Remains of gold and silver mines that once brought thousands of people to this now peaceful area can be seen on the river’s eastern bank. If exploring this area, keep a sharp eye out for old mine shafts and adits, horizontal entrances or passages. Wondering about the name? A kettle is a peculiar geological formation left over from the most recent ice age. These steep-sided depressions, also known as potholes, mark the ground where ice boulders were once trapped between rocks.
The river is well suited to canoeing and inner-tubing, but potential hazards do exist, so be sure to do some preliminary scouting. In winter, cross-country skiing and snowshoeing are favourite pastimes.
You can walk or hike as much or as little on the Kettle Valley Railway Trail, as you feel inclined to tackle. Stamina, more than conditioning, will determine if you complete the 24 km round trip between the trailheads. As the trail follows an abandoned railbed, the grade is moderate. Bikers, hikers, and horseback riders can pick up the trail at Grand Forks, Greenwood, or Midway (all along Hwy 3) or at Rock Creek, Westbridge, or Beaverdell (all along Hwy 33).
Myra Canyon, a lovingly restored section of the Kettle Valley Railway Trail offers bikers great views – there are no steep climbs or hairball singletracks, just some fun, casual riding. What makes the Myra Canyon section special are the 18 trestles and two tunnels you’ll pass over and through. Exercise caution when riding across the trestles. The Myra Canyon section is part of the historic route between Midway and Penticton.
Open May through September the park features 87 vehicle/tent campsites, including some group sites. The sites are located at a bend on the west bank of the Kettle River nestled in an area of Ponderosa pine and birchgrass. Facilities provided include pit toilets, picnic tables, fire pits, firewood, water and a sani-station.
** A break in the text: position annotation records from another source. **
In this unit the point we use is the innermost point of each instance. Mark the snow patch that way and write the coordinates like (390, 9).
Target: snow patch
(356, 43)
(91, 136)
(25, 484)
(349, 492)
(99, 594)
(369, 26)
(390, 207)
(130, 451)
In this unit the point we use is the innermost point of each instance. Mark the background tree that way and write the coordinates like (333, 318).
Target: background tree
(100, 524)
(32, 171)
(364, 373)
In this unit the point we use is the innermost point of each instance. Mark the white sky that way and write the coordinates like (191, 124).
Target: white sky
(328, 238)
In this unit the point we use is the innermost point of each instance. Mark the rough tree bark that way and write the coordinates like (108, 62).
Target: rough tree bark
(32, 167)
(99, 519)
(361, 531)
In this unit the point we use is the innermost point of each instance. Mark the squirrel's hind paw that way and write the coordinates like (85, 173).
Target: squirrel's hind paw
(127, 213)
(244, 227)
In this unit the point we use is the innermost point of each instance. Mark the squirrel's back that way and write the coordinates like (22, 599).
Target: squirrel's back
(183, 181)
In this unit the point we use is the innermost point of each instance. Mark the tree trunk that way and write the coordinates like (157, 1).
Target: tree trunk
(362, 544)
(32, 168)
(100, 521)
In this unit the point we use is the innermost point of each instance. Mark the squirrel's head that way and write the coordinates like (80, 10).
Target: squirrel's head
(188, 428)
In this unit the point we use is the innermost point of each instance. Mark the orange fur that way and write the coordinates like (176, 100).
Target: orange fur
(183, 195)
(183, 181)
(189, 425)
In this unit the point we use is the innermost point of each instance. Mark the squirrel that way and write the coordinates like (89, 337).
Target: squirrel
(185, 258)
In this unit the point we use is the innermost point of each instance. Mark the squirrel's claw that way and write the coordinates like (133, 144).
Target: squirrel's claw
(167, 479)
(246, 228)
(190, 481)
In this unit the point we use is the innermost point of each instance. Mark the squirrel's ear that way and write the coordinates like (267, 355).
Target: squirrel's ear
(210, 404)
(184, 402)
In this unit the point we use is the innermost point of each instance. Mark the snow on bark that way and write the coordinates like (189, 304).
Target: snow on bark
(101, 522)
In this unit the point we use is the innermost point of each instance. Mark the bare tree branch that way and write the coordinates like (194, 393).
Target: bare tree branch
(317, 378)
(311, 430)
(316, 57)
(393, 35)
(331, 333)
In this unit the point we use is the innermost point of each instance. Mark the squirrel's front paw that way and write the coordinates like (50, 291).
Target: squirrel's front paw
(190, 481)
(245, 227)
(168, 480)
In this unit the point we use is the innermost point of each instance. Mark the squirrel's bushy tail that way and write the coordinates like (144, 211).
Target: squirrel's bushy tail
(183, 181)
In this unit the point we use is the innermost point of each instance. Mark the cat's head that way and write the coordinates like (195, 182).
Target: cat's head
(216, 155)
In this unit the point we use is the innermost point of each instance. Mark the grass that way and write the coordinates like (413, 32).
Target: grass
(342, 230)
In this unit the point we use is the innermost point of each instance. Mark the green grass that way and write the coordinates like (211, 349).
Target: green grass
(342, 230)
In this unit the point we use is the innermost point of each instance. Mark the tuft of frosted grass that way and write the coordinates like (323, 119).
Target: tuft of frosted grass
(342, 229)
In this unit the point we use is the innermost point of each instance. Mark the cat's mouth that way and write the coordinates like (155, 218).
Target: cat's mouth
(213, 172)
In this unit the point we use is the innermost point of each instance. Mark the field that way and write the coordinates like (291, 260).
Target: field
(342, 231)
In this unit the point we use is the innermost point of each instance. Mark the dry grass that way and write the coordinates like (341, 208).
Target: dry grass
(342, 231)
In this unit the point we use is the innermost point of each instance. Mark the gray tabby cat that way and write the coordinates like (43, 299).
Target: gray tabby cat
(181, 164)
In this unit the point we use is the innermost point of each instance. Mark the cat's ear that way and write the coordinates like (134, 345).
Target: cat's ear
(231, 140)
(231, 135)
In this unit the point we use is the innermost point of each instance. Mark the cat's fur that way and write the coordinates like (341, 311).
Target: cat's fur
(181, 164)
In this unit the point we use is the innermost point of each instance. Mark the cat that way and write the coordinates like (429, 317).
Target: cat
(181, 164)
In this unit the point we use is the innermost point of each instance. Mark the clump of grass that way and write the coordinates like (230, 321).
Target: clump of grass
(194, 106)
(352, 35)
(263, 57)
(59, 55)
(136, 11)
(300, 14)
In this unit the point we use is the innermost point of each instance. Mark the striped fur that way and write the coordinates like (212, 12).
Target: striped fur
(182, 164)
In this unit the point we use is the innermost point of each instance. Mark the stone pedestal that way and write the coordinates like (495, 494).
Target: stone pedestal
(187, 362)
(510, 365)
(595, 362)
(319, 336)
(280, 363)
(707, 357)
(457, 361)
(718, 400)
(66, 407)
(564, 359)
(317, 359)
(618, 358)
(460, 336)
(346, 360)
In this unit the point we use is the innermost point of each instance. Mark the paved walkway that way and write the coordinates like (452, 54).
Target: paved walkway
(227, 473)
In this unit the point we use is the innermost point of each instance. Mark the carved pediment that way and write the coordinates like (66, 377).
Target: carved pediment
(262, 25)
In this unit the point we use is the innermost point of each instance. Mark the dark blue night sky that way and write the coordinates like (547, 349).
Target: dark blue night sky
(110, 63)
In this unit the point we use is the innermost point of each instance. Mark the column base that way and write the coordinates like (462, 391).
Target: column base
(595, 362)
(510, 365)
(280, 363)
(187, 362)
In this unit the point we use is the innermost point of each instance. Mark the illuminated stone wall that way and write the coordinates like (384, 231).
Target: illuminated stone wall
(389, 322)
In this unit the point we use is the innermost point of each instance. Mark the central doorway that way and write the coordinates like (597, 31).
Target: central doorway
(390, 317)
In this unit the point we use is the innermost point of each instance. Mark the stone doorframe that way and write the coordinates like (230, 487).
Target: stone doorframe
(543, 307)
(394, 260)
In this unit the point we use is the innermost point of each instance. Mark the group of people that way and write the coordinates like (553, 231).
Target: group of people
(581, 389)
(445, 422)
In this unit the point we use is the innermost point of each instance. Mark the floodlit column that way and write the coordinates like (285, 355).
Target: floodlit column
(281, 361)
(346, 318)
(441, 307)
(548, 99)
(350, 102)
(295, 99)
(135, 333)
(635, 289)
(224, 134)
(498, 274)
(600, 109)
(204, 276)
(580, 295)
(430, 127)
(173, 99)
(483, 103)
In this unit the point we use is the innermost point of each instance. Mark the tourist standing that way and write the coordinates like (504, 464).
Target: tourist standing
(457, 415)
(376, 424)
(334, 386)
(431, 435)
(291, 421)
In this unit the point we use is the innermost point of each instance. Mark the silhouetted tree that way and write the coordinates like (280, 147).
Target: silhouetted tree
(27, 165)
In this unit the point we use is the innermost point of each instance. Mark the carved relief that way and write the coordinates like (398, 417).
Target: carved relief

Recreational facilities include a children’s playground and some horseshoe pits. Fees are collected from May 1 – Sept 21 and campers who are self-sufficient and user maintained may stay in the campground until late October. After October, the campground is gated.
The Kettle River Recreation Area is located 6.5 km north of Rock Creek on Highway 33 in the Boundary Country region of British Columbia.